Perhaps you should stop and think about why people living in countries where governments actually censor a lot hardly use these "well-established providers" to circumvent censorship. Tip: it's not because they're stupid.
Actually, my main original purpose was to call (more) attention to the fact that looking for somebody specifically advertising a VPN to your particular country, for a censorship-resistance purpose, has a vastly greater chance of getting you a honey pot than almost any other possible way of looking for a relay. Honey pots are particularly dangerous in one-hop protocols with cleartext exit.
The part about the unreliable ad-hockery is also true, albeit less critical. The fact is that you don't know what your adversary is doing now, and you definitely don't know what they're going to to roll out next. You don't have to be stupid to decide to take that risk, but you also don't have to be particularly stupid to not think about that risk in the first place, especially when people are egging you on to take it.
The greater purpose underlying both is to keep people from unknowingly getting in over their heads. I have seen lots of people do actually stupid things, up close and personal, especially when given instructions without the appropriate cautions.
And "services and providers" doesn't necessarily mean commercial VPNs. In fact those were way down the list of what I had in mind. Your own VPS is a "provider". So is Tor or I2P (not that those won't usually run into problems). So is your personal friend in another country.
> Actually, my main original purpose was to call (more) attention to the fact that looking for somebody specifically advertising a VPN to your particular country, for a censorship-resistance purpose
Please re-read my post then. I do not call to look for VPN for your or anyone's particular country, I call to look for VPNs for these specific countries because they have the current bleeding edge blocking tech, and if VPN works there now, it will 100% work in every other country. If you're in China, you don't have to look for Chinese VPNs, some of Russian ones will work there too.

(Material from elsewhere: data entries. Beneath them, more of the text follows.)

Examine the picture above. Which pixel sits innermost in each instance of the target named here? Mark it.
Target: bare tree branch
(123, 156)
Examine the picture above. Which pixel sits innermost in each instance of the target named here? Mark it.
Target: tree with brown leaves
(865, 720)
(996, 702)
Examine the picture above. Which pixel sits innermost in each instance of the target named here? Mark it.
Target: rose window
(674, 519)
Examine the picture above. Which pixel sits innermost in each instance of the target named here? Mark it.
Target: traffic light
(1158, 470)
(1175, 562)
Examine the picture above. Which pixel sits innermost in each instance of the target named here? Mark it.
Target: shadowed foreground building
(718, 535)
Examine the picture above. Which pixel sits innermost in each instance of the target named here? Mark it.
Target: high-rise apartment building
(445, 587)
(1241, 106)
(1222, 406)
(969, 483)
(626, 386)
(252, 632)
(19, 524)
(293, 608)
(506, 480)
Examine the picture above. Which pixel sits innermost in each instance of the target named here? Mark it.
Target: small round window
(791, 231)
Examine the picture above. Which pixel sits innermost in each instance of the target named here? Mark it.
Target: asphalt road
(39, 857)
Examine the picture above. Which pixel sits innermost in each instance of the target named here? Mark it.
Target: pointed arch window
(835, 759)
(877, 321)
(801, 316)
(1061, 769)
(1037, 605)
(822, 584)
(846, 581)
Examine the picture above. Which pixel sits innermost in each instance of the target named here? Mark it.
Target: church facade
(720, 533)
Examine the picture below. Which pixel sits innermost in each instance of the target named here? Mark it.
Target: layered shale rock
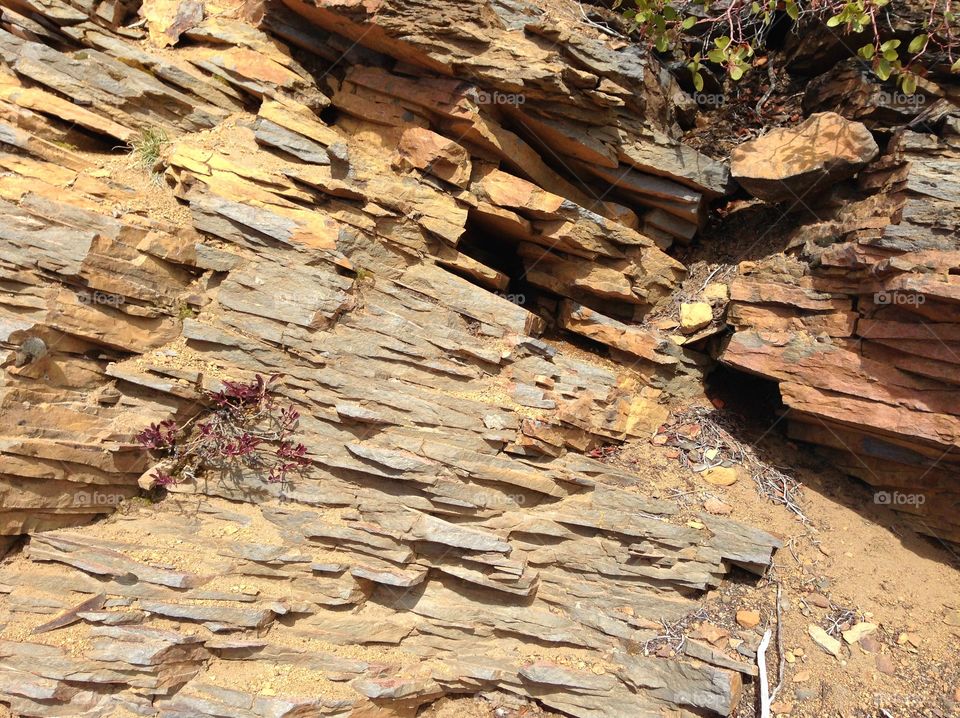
(859, 327)
(796, 163)
(450, 534)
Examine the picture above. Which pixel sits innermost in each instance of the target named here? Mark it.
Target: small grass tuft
(148, 147)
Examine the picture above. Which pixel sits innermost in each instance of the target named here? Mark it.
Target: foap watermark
(497, 500)
(96, 498)
(706, 99)
(518, 299)
(898, 298)
(97, 297)
(482, 97)
(897, 498)
(902, 99)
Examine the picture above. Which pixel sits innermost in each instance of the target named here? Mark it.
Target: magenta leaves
(245, 429)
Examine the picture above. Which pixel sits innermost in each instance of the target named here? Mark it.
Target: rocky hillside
(451, 231)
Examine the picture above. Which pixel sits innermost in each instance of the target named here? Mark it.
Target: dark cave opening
(754, 398)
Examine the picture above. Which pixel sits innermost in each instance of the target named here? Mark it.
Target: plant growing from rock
(148, 147)
(244, 428)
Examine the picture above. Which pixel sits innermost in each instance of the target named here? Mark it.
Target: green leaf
(884, 69)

At DefCon 26 (25?) I attended two presentations that scared me:
1. there was a presentation about several admins in a hostile country who had been arrested because someone from Harvard pinged a server they ran as part of IPv4 measurement. The suggestion was to avoid measuring countries with strong censorship laws to prevent accidental imprisonment of innocent IT.
2. similar presentation about ToR project struggling to find fresh egress/ingress addresses. Authoritarian countries were making lists of any IP addresses that were known ToR IPs and prosecuting/imprisoning users associated with them as a result of traffic on those addresses.
I would be extremely careful trying to bypass authoritarian restrictions unless I was 110% confident what I was doing.
Yeah. If an authoritarian government controls the network infrastructure, there's no way to use that network infra without risk.
To actually bypass this, you need your own network. Does anyone know of any sneakernet protocols that would be useful here?
Scuttlebut, Briar and NNCP come to mind.
None of the things I listed are "widely used approaches, and well-known, well-established providers" in the parts of the world where it does matter.
Yeah, maybe V* and derivatives are random ad-hoc hackery, but they also are the well-known standard now.
> Yeah, maybe V* and derivatives are random ad-hoc hackery, but they also are the well-known standard now.
A lot of people use Telegram and think it's private, too.
What about the part about choosing your VPN provider in the way most likely to get you an untrustworthy one who's after you personally?